Mari kita lihat dinamika kedua tokoh ini, mulai dari si Winslow sebagai tokoh utama. Robert Pattinson memberikan penampilan terbaik sepanjang kariernya sebagai Winslow. Range tokoh yang ia perankan ini luas sekali. Tokoh ini tadinya pendiam, dia seperti gak suka ngomong, dan later kita bakal mengerti kenapa dia lebih suka untuk menyimpan kata-kata untuk dirinya sendiri. Dia punya teori-teori sinting tentang tempatnya bekerja, tentang rekannya. Dia punya masa lalu yang masih diperdebatkan kebenarannya – namanya bahkan sebenarnya bisa jadi bukan Winslow dan ada kemungkinan si Winslow yang asli menghilang karena perbuatannya. Bibit konflik Winslow dengan Wake bermula dari Wake yang enggak pernah diam. Entah itu meneriakkan perintah kepada Winslow, ataupun ngobrol apa saja saat makan malam. Willem Dafoe dengan aksen raunchy memang tidak tampak sebagai orang jujur seratus persen. Dia malah seperti menyetir Winslow – yang hanya ingin bekerja dengan benar – melakukan hal-hal yang ia inginkan, kadang dengan alasan yang gak jelas. Teman bicara yang seperti menyimpan sesuatu, kerjaan yang sepertinya lebih berat dari seharusnya, tempat yang semakin mengisolasi, belum lagi dorongan alami sebagai seorang pria, kita akan menyaksikan langsung Winslow menjadi kehilangan kewarasan. Dan mungkin bukan dia saja yang sudah edan. Ada adegan Wake mengejar Winslow dengan kapak, dan beberapa menit kemudian dua tokoh ini berusaha berdamai, dan Wake malah menyebut dirinya takut karena baru saja dikejar oleh Winslow pake kapak.

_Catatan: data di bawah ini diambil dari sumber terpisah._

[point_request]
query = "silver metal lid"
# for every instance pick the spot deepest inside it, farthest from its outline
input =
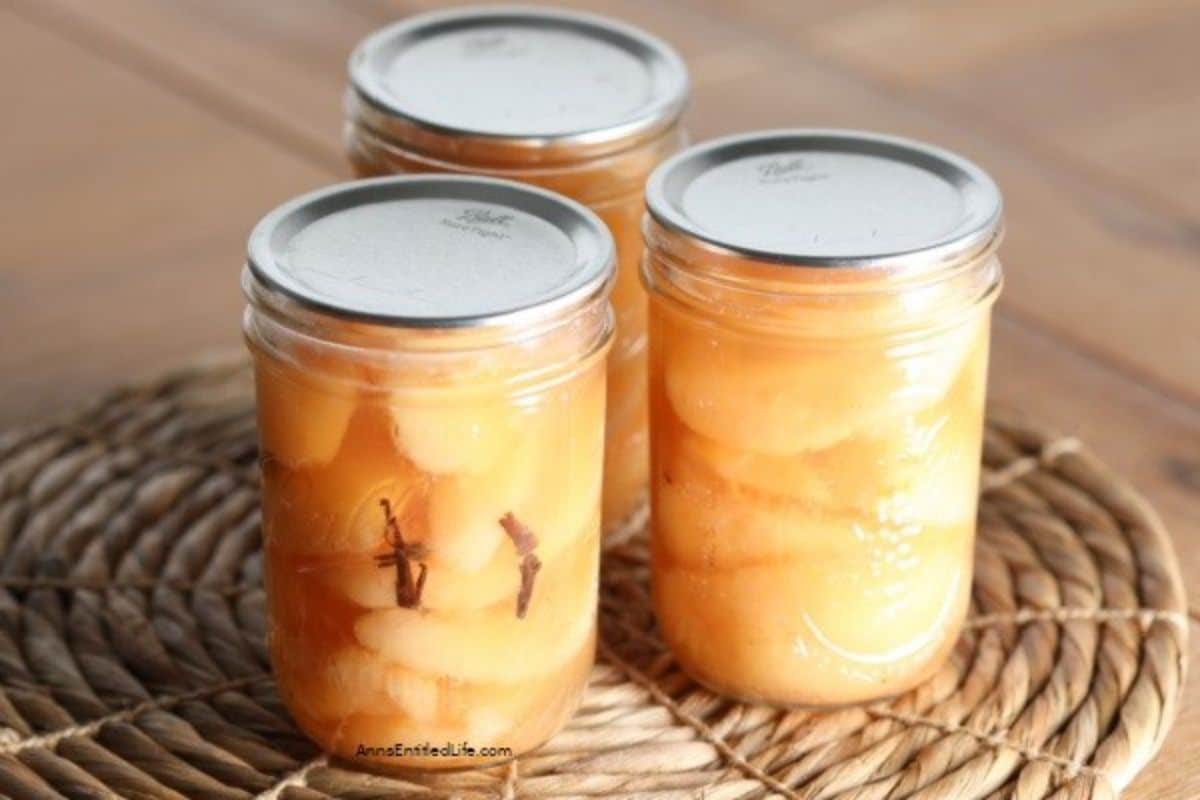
(433, 251)
(827, 198)
(521, 77)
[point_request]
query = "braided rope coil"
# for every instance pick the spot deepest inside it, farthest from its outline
(132, 660)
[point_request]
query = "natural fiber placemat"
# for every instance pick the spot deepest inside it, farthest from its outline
(132, 660)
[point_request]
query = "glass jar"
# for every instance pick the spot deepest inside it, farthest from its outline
(429, 356)
(820, 308)
(575, 103)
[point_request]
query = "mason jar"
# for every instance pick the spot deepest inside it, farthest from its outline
(819, 331)
(575, 103)
(429, 355)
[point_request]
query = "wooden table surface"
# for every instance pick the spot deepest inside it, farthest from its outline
(143, 138)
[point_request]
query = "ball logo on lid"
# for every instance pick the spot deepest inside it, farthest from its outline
(493, 46)
(481, 222)
(787, 170)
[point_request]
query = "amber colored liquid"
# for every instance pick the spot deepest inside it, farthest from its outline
(360, 487)
(813, 505)
(627, 452)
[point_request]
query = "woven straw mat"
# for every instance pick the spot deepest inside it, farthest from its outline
(132, 659)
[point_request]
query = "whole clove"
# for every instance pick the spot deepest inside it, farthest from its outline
(525, 541)
(408, 588)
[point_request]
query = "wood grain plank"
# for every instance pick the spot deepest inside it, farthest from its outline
(124, 220)
(919, 40)
(1120, 102)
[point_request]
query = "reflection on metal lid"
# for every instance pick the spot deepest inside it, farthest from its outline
(827, 198)
(519, 77)
(433, 251)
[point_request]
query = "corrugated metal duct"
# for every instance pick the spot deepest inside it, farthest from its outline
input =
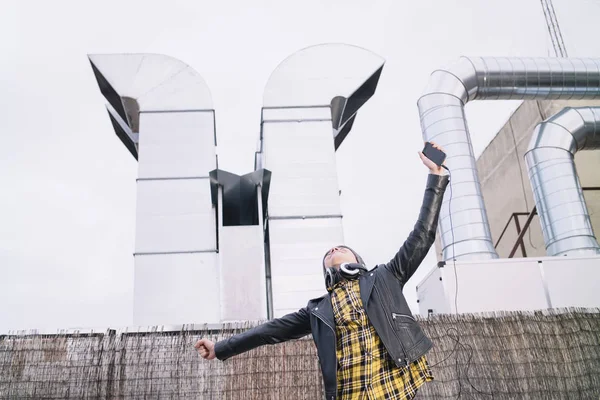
(556, 188)
(441, 110)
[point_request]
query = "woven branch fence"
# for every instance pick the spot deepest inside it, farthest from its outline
(554, 354)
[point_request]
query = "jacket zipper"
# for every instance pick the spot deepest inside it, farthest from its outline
(330, 327)
(394, 315)
(393, 329)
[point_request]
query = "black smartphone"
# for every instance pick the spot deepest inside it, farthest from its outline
(435, 155)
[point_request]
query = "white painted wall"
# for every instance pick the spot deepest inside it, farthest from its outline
(514, 284)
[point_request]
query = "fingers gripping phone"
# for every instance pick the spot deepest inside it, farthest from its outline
(435, 155)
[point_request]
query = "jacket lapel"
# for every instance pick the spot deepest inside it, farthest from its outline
(366, 282)
(324, 310)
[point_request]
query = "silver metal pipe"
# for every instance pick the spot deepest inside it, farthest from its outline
(564, 217)
(441, 109)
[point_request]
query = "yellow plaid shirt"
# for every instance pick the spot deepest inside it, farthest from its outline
(365, 369)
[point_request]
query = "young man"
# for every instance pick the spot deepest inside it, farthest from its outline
(369, 344)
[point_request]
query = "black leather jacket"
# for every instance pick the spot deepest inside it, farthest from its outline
(382, 298)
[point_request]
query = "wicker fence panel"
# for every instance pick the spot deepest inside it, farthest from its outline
(553, 354)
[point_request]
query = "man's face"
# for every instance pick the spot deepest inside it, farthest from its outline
(339, 255)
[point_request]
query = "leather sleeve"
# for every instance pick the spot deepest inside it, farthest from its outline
(415, 248)
(290, 326)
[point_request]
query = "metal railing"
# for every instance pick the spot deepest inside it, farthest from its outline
(522, 231)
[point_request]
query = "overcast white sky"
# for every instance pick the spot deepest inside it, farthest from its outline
(67, 208)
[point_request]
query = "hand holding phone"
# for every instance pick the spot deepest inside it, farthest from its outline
(433, 152)
(433, 157)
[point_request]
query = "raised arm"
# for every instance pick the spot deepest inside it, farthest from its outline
(290, 326)
(415, 248)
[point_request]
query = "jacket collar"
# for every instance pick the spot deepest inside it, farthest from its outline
(323, 308)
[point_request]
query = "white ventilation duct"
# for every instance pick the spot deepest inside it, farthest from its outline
(162, 111)
(556, 188)
(465, 231)
(309, 105)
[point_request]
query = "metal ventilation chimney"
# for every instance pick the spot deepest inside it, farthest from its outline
(162, 111)
(309, 105)
(441, 109)
(556, 188)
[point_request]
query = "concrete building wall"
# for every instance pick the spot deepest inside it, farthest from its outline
(505, 183)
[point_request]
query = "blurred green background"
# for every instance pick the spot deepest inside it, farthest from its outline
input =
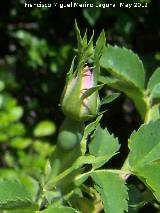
(36, 49)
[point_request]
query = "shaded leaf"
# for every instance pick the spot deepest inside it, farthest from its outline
(144, 145)
(154, 79)
(13, 195)
(112, 190)
(124, 64)
(103, 145)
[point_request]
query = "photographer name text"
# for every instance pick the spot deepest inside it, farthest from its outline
(87, 5)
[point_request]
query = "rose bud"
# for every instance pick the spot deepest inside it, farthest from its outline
(80, 99)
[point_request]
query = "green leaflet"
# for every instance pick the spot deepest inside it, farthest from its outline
(103, 146)
(144, 145)
(127, 74)
(144, 156)
(112, 190)
(150, 175)
(154, 79)
(13, 195)
(58, 210)
(124, 64)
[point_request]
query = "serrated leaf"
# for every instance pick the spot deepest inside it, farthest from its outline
(109, 98)
(103, 145)
(124, 64)
(112, 190)
(128, 72)
(58, 210)
(44, 128)
(154, 79)
(91, 15)
(150, 175)
(144, 145)
(13, 195)
(135, 93)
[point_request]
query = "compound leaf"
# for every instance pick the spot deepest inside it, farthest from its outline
(13, 195)
(112, 190)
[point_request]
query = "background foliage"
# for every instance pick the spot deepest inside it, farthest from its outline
(37, 46)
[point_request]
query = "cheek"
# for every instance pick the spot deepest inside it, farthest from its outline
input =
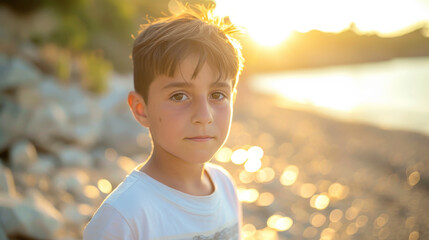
(224, 116)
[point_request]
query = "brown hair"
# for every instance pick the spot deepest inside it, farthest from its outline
(161, 45)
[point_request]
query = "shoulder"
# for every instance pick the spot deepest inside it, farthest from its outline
(218, 171)
(124, 211)
(108, 223)
(221, 176)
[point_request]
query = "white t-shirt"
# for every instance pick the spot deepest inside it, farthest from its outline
(143, 208)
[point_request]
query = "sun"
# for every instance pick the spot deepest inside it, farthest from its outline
(271, 22)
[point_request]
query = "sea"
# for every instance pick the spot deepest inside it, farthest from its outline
(392, 94)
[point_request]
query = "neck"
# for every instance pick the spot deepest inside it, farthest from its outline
(178, 174)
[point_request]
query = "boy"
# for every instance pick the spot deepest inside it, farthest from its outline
(186, 70)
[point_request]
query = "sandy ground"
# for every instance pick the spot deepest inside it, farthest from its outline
(374, 183)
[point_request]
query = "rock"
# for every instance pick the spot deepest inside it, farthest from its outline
(120, 132)
(72, 180)
(13, 120)
(75, 157)
(34, 217)
(18, 73)
(85, 122)
(22, 155)
(7, 184)
(9, 220)
(47, 123)
(73, 213)
(3, 235)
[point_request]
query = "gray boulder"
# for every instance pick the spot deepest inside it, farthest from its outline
(16, 73)
(71, 180)
(75, 157)
(7, 184)
(34, 217)
(13, 119)
(22, 155)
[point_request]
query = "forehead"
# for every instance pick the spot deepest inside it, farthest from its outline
(190, 71)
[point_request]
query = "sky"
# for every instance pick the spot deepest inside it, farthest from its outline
(270, 22)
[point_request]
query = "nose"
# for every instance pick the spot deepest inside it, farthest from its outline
(202, 111)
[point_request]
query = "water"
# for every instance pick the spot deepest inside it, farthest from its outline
(392, 94)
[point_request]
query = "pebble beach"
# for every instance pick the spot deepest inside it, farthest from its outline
(300, 175)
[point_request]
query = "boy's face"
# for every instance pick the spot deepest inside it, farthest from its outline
(189, 119)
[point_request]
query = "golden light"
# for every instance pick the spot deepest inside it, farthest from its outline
(279, 223)
(248, 231)
(110, 154)
(307, 190)
(91, 191)
(224, 155)
(239, 156)
(327, 234)
(255, 152)
(381, 220)
(289, 175)
(414, 236)
(414, 178)
(104, 185)
(352, 213)
(319, 201)
(143, 140)
(126, 163)
(248, 195)
(246, 177)
(336, 215)
(351, 229)
(267, 233)
(253, 165)
(265, 175)
(273, 23)
(309, 232)
(317, 219)
(85, 209)
(265, 199)
(361, 221)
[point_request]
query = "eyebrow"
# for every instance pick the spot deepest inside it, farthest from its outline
(189, 85)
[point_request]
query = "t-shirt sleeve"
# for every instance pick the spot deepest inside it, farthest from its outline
(109, 224)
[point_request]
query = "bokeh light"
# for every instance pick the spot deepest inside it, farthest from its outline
(289, 175)
(239, 156)
(414, 178)
(265, 175)
(248, 195)
(253, 165)
(265, 199)
(126, 164)
(317, 219)
(104, 185)
(248, 230)
(224, 155)
(307, 190)
(91, 191)
(279, 223)
(320, 201)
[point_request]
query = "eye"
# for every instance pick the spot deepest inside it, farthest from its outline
(218, 96)
(179, 97)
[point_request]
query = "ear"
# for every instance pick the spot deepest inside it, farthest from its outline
(139, 108)
(234, 95)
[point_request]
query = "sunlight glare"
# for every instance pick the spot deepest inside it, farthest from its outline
(289, 175)
(273, 23)
(239, 156)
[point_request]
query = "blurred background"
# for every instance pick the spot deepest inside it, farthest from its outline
(330, 136)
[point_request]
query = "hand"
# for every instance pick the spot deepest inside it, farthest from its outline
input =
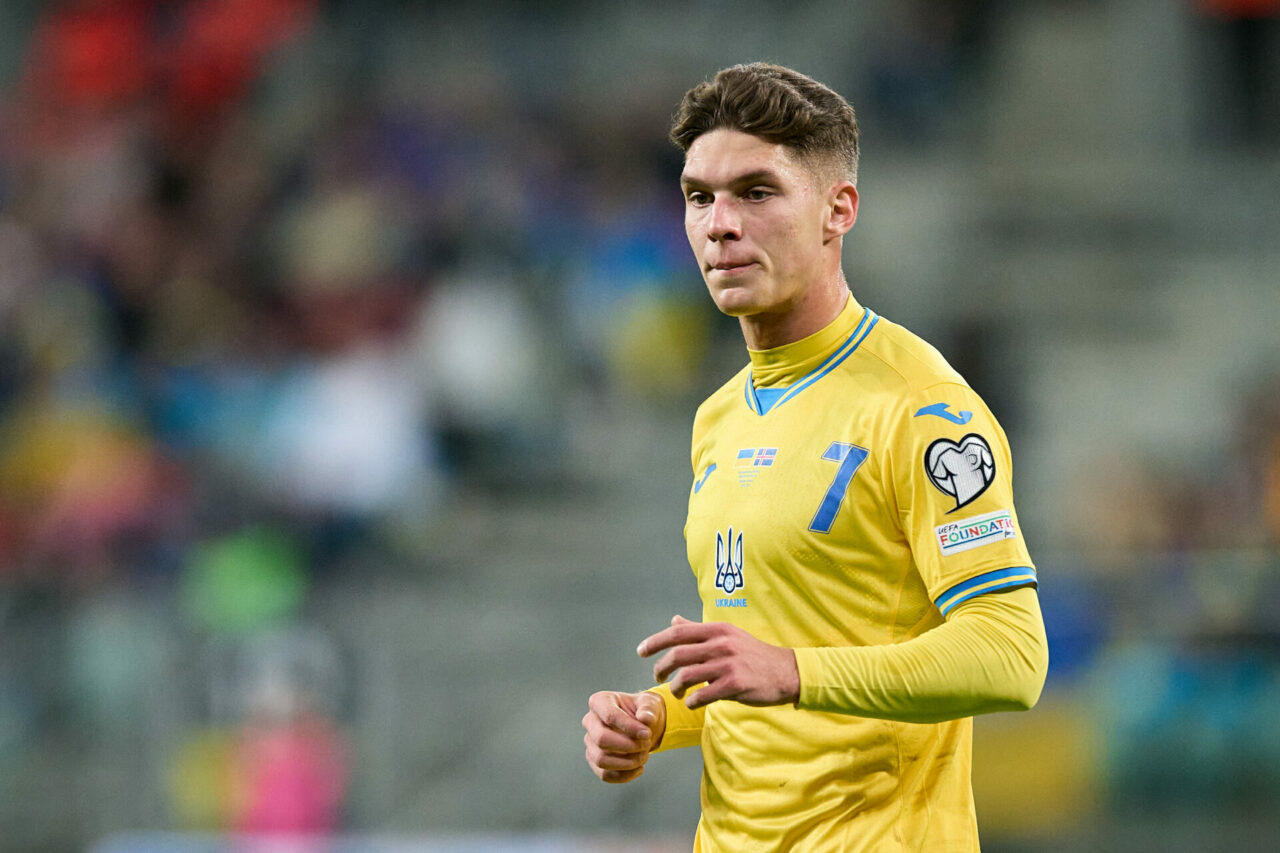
(734, 664)
(621, 730)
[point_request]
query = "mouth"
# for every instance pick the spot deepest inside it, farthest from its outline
(730, 268)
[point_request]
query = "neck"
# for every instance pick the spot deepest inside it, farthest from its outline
(819, 305)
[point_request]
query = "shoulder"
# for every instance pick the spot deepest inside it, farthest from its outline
(722, 401)
(904, 361)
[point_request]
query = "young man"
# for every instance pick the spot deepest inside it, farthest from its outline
(865, 588)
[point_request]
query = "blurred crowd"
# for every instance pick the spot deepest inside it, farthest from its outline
(257, 324)
(272, 297)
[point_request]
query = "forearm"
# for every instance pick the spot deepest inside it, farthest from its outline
(684, 728)
(990, 656)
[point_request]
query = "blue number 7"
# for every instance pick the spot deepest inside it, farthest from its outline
(850, 457)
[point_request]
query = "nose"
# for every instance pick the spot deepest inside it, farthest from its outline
(725, 222)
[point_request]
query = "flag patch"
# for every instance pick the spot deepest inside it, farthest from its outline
(750, 460)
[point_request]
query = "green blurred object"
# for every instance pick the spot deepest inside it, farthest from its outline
(243, 582)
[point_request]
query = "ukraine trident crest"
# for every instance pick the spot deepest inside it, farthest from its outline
(728, 561)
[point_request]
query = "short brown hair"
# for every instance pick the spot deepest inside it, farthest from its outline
(776, 104)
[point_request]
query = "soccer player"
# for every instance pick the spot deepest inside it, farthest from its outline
(865, 588)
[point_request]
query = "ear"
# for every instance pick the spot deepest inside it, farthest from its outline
(841, 209)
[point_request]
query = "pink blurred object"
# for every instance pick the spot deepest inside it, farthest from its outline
(293, 778)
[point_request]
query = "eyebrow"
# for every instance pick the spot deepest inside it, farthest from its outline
(759, 176)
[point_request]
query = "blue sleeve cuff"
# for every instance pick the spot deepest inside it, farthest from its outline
(990, 582)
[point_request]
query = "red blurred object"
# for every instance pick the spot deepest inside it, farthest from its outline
(218, 50)
(91, 55)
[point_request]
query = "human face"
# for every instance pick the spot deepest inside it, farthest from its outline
(757, 222)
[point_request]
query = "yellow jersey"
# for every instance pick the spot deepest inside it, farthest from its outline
(849, 489)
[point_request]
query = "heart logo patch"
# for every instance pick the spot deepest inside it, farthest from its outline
(963, 470)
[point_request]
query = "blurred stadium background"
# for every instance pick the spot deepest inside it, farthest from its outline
(348, 352)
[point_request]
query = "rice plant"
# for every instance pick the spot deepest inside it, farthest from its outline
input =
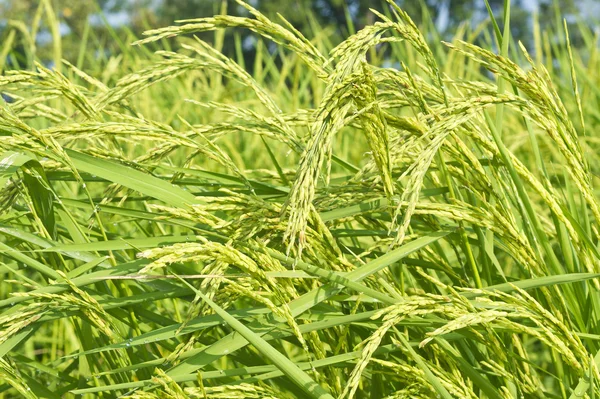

Juga ada obrolan ketika Winslow yakin mereka ketiduran karena mabok satu hari, sedangkan Wake berkata mereka sudah ketiduran berhari-hari. Bener-bener sulit mengetahui siapa yang bohong, seolah dua orang ini juga berlomba siapa yang paling jago mengelabui.
Bukan lagi dua orang ini saja yang di ambang kegilaan karena saling gak tahan dan karena keadaan terjebak. Film juga mendorong kita untuk merasa sinting bersama mereka. Lihat saja aspek teknis film. Editing yang bikin kita bingung mana yang nyata, mana yang rekayasa. Belum lagi bentrokan desain suara, satu detik kita mendengar deburan ombak yang menenangkan, detik berikutnya raungan mesin memekakkan telinga kita. Warna hitam putih dan ratio kamera yang membuat layar sekubus kecil bukan hanya digunakan supaya period piece film semakin kuat terasa. Melainkan juga untuk memberi kesan terbatas, sempit. Minim warna membuat kita tak yakin apa yang sedang kita lihat, dan layar yang persegi menghantarkan perasaan terjebak yang dialami para tokohnya.
Disclaimer: Tidak ada camar yang dilukai, dan tidak ada mermaid yang ternodai dalam pembuatan film ini

 
Keambiguan adalah menu spesial film ini. Tidak ada jawaban yang pasti. Jika kalian mengajak pacar buat nonton, niscaya di akhir film kalian bakal mendapat dua interpretasi berbeda tentangnya. Ending film yang bikin garuk-garuk telinga sambil mangap itu bisa dijadikan kunci untuk memulai sebuah interpretasi. Yang kita lihat adalah pemandangan yang cukup familiar; sebuah scene ikonik dari mitologi Yunani yakni Prometheus yang isi perutnya dimakan oleh burung-burung. Dosa Prometheus dalam mitologi adalah dia berusaha mencuri api dari Dewa. Ini exactly yang kita lihat dalam film. Winslow berusaha mengambil alih lampu menara suar, lampu yang dilarang baginya oleh Wake. Banyak petunjuk, baik lewat dialog maupun adegan fantasi, yang menunjukkan perbandingan langsung antara tokoh film dengan tokoh dalam mitologi Prometheus. Cerita Prometheus sendiri bermakna tentang persepsi kekuasaan (power) – Prometheus merasa dirinya pantas menjadi dewa bagi manusia sehingga ia mengambil tindakan yang ia lakukan – yang cocok disandingkan dengan cerita Winslow dan Wake.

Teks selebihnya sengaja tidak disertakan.